Information can be obtained “within one hour in urgent cases”, said Foreign Office minister Alan Duncan.

The government had proposed a compromise measure under which Britain’s overseas territories would only have to introduce public registers once such arrangements become the global norm.

But John Bercow, the Speaker of the House of Commons, did not allow the proposal to be debated, pointing out that it had only been put forward on Monday afternoon and published on Tuesday morning.

The UK measure on public registers had been pushed by Margaret Hodge, a former Labour chair of the Commons public accounts committee, and Andrew Mitchell, a former Conservative minister, who rallied almost 20 Tory MPs to defy the government.
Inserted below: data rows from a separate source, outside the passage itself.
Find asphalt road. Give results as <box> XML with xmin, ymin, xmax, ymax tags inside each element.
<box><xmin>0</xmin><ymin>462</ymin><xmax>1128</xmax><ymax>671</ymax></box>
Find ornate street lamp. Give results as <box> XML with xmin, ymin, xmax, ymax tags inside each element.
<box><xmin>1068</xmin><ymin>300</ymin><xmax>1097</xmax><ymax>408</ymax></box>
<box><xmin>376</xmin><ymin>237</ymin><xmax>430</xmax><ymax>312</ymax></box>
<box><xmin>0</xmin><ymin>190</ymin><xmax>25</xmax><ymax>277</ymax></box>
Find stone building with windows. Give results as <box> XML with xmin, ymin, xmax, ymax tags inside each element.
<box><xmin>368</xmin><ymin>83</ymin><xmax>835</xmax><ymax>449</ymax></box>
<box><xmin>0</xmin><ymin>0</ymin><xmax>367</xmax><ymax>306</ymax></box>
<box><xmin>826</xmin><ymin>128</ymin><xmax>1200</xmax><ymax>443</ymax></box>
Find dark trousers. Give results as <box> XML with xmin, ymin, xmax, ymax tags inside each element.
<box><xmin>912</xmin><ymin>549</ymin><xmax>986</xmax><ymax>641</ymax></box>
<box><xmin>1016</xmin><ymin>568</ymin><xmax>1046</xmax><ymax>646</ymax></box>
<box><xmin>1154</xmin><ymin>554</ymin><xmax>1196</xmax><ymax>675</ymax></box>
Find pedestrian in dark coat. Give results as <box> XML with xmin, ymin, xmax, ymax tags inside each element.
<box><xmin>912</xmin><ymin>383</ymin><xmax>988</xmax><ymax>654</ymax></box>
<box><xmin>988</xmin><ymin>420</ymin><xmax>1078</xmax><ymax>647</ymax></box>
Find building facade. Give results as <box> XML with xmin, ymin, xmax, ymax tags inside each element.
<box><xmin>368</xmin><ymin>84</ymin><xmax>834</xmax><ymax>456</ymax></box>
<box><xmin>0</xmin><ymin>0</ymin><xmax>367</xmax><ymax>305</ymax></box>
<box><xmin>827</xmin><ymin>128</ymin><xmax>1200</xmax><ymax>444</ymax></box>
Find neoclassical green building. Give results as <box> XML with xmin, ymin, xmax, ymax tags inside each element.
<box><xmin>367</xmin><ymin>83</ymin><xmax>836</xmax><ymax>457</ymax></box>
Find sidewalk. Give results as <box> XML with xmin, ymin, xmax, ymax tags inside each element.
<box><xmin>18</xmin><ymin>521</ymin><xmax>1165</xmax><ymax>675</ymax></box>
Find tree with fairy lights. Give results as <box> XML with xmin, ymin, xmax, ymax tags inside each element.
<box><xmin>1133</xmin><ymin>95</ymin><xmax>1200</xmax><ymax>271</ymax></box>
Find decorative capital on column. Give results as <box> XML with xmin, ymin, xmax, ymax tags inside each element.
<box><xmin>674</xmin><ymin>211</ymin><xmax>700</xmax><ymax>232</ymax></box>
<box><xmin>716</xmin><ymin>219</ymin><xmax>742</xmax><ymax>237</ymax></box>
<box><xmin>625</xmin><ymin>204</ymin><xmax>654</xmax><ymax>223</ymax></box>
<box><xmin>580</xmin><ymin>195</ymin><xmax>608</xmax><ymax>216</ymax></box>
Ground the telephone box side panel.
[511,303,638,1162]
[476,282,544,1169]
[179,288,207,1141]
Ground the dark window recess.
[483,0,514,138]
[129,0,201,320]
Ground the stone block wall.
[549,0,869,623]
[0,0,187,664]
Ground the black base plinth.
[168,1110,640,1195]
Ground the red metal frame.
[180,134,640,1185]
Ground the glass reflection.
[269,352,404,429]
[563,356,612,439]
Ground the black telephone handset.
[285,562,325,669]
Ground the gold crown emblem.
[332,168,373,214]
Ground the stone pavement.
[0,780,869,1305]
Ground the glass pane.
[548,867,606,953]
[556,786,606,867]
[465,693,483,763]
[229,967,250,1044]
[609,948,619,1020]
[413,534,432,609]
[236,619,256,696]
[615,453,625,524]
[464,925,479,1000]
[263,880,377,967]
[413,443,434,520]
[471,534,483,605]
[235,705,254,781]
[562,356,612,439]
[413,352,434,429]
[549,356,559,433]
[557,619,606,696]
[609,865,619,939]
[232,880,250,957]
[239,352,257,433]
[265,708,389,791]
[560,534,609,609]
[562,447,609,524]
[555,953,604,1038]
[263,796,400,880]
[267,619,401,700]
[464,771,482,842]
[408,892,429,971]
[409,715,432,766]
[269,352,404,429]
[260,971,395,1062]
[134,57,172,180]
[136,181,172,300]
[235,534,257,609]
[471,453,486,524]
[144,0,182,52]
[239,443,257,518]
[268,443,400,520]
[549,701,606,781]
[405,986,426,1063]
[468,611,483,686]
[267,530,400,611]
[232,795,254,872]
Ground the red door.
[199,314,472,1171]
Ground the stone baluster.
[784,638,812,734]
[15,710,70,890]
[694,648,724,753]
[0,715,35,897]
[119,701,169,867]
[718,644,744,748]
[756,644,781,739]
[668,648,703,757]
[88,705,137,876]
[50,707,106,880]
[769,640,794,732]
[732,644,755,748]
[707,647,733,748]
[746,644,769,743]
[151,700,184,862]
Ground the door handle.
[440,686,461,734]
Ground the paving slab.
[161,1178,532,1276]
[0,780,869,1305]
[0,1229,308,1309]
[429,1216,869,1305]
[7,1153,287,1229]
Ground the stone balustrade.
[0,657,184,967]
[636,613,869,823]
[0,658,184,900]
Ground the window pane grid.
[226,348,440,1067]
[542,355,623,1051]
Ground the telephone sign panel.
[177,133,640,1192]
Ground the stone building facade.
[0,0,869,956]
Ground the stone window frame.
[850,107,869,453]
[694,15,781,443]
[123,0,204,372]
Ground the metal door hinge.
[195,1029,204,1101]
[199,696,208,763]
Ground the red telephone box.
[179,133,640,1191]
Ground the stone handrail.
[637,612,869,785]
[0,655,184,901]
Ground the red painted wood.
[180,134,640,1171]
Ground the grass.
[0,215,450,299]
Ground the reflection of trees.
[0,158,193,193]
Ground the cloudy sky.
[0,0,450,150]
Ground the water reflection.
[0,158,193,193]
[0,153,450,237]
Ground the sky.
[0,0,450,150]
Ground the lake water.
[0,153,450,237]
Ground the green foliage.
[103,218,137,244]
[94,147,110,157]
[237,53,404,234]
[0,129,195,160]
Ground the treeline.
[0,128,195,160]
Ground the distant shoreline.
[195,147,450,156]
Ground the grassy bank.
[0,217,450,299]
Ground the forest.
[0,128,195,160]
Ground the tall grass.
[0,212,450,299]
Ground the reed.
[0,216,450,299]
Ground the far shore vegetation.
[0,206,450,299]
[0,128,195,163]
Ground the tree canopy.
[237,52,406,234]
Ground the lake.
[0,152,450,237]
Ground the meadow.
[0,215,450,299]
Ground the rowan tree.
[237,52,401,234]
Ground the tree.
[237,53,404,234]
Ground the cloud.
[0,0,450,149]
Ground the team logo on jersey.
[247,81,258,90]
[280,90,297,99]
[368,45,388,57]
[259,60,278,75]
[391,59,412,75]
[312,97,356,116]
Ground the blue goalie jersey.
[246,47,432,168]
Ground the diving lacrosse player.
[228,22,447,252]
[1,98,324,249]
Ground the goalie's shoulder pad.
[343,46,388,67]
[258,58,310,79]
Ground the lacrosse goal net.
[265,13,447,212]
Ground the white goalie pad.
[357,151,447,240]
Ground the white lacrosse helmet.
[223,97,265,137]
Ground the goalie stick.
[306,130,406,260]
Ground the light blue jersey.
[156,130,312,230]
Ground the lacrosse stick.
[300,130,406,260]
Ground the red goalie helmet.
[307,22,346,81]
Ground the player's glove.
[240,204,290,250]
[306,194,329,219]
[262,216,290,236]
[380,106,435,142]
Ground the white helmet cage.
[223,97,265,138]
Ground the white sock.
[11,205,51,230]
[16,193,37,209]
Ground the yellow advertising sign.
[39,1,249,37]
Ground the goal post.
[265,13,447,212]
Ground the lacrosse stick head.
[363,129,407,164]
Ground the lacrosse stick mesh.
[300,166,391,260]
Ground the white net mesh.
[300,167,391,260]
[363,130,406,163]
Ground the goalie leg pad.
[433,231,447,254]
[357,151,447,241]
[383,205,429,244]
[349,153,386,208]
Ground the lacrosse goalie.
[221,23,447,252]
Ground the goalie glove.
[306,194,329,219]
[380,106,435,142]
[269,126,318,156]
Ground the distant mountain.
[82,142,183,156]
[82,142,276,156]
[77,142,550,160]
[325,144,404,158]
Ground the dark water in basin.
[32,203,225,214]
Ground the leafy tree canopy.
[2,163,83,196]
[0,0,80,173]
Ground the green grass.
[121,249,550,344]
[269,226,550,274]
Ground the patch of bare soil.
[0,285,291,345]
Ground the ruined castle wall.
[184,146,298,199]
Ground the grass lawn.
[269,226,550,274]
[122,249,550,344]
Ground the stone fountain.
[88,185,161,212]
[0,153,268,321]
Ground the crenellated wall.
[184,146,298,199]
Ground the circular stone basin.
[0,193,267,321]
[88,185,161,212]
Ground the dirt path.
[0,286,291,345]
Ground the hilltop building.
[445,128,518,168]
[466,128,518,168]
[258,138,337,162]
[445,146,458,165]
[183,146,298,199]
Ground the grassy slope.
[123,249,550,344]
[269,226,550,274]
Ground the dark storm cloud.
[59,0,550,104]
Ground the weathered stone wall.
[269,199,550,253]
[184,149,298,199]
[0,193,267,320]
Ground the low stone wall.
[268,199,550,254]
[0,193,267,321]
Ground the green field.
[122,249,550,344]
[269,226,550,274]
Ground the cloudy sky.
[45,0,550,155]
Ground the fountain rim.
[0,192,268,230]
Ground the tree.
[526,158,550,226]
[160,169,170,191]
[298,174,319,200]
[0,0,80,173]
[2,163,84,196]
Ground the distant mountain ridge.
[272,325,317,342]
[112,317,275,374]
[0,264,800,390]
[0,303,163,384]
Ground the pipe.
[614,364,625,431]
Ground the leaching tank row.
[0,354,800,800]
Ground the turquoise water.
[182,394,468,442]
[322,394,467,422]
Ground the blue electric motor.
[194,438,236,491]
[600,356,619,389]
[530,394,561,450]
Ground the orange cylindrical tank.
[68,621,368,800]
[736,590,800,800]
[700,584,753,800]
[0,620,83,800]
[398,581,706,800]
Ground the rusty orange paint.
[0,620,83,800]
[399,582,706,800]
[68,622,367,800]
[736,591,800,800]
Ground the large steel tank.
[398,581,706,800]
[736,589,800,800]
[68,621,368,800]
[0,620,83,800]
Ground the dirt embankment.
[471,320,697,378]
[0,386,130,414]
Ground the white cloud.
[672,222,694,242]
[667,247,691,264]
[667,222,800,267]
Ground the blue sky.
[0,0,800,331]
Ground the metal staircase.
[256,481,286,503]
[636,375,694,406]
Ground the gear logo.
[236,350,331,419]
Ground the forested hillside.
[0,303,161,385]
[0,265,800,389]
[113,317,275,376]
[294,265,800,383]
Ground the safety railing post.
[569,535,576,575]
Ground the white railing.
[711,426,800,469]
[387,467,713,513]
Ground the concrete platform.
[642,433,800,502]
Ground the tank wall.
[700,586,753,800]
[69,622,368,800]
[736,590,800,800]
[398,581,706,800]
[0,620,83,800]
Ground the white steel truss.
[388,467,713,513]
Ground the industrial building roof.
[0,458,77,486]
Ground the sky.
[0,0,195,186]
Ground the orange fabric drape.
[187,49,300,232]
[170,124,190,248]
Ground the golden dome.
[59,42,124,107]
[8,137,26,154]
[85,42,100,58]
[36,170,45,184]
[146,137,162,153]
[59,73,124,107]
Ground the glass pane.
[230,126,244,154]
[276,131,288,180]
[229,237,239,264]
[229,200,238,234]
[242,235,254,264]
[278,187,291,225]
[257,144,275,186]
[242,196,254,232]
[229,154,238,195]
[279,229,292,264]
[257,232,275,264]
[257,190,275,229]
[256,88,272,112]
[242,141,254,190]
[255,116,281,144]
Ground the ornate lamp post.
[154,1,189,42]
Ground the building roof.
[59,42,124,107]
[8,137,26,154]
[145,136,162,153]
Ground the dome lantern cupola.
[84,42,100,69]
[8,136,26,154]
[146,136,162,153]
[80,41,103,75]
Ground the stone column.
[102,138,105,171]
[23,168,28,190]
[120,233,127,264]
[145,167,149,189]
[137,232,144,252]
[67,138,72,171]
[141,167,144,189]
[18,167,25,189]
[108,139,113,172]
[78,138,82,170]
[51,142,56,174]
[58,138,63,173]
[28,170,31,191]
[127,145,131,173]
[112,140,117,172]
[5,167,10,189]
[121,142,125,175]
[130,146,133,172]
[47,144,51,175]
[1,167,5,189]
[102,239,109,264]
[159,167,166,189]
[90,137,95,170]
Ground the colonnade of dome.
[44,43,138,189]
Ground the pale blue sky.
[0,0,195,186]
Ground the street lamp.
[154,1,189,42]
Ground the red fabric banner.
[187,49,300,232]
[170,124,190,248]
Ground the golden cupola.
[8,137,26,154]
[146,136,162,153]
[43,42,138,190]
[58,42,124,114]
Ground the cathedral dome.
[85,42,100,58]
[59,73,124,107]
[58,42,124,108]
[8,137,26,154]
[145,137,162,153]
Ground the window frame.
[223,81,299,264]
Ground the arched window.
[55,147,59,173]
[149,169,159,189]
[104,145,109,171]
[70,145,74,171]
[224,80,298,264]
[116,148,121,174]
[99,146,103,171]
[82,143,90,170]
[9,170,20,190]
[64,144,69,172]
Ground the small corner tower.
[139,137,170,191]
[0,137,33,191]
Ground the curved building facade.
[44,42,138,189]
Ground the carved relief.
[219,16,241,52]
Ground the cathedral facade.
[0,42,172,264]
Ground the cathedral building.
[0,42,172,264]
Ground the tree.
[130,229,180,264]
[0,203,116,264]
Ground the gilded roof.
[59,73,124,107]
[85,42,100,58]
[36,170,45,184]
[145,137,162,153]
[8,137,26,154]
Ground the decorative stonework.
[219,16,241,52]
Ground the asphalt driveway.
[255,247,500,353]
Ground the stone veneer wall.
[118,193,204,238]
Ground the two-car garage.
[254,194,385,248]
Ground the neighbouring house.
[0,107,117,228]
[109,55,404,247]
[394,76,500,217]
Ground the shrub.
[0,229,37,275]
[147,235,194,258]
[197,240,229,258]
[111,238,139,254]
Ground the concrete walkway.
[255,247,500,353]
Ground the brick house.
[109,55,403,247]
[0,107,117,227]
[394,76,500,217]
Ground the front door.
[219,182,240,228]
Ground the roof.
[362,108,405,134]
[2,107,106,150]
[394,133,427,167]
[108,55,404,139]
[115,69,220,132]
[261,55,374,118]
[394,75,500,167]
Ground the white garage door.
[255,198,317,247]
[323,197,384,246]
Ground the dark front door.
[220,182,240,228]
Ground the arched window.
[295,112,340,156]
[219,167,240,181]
Mr Mitchell said overseas territories were “central to [the] nefarious activity” of money-laundering through the UK, which the National Crime Agency estimated at £90bn a year.

The sanctions bill also includes powers for enhanced sanctions against those suspected of involvement in human rights abuses.

The government has agreed to the powers following the Salisbury nerve agent attack in March, which ministers have blamed on Russia.
But in a letter to Mr Mitchell, Fabian Picardo, chief minister of Gibraltar, said: “I cannot emphasise enough to you how unacceptable this is.”

Mr Picardo described the sanctions as “more than retrograde” and an “unacceptable act of modern colonialism”.